A Torch Against The Night by Sabaa Tahir Book Review

I can’t really pick which Ember in the Ashes book is my favourite, this one or the last one, but what I will say is this one is as sad and angry as its ending is absolute perfection. In my review of the last book, I said that young-adult books that follow the traditional dystopian formula can still be fresh and electrifying, and the same goes here, by far.

A Torch Against the Night takes place no more than a second after the last book, when Elias Veturius was ordered to be put to death by his classmate and adversary Marcus, at the request of his own mother, Keris, and what’s more, he’s there with Laia, running through the tunnels of Blackcliff Military Academy and trying to escape so Laia can get herself to Kauf Prison, where her brother Darin is either being held captive in or died in. At the same time, Helene, Elias’s long-time best friend and yet 100% loyalist to the Martials, the soldiers who can’t read and have authority over the world and the Scholars, is being interrogated for her involvement and at the same time trying to discover herself more. With all that said, we have our second race against the clock in Sabaa Tahir’s debut series.

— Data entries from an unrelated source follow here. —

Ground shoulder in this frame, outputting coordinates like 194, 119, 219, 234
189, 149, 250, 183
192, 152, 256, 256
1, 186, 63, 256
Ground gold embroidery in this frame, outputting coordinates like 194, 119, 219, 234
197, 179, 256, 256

Now, what a cruel book this is. Are you tired of YA and think it’s not effective anymore? Haha, joke’s on you. A Torch Against the Night follows up on the feels of unfairness and nastiness of its predecessor and never fails to make you furious. The Commandant may just be the most effective antagonist I’ve ever heard of. She’s the understatement of insane. She’s perfectly fine with killing innocent children and old men just for stuttering in interrogation. President Snow can forget about being the cruelest YA villain.

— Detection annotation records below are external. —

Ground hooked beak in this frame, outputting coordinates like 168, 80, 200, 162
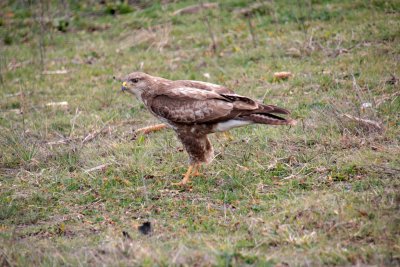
121, 82, 128, 92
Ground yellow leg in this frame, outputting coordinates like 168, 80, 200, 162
136, 123, 167, 134
172, 165, 196, 185
216, 132, 234, 141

This book also knows the ways to make every other book with a similar storyline stale and light, especially in the story of Elias, who has the power to see people’s spirits before they decide to “move on”. It’s just a never-ending burst of real grief and real sadness.

There also ends up being a new kind of enhancement for Laia and there’s a slight mystery on how she can activate it and what her weakness is. But it can be hard to keep all our thoughts and feelings together while everything happens so fast. There’s even a walk through a market, and Tahir already showed how nasty this world is that I was so scared of her getting caught, and when she almost is, I was scared of where she’d stash a body. That’s how much I wanted her to stay ahead of the people ahead of her. Maybe it was when the Commandant gave her that scar in the first one for smuggling out a note to the resistance that was useless anyway. But this is all the real deal. And during a section in Kauf Prison, well…Not since Escape from Furnace have I felt as inside the prison, as claustrophobic, and as caring as the prisoners than I was here. What can I say other than this series shows the poetry of Young Adult fiction and despite its long page count I think reluctant readers will devour it?

Now, all praise aside, this book has a few chunky moments, such as the decision two characters make on making an enemy live. It seemed a little cheesy a choice. And also, Helene ends up tortured for information, and then later on she’s with this character without really giving him any suspicious glances, and there’s also a scene near the end also involving Helene where I just really REALLY wanted her to do more. If that last one wasn’t in this, this would be a complete 4, and in a way, it is. I think this is closer to a 4 than a 3.5. At the end, when Laia is reunited with someone very dear to her and to the rest of the world, I felt a true victory. Just talking about it makes me both grateful I’ve already read A Reaper at the Gates and am going to get A Sky Beyond The Storm very very soon.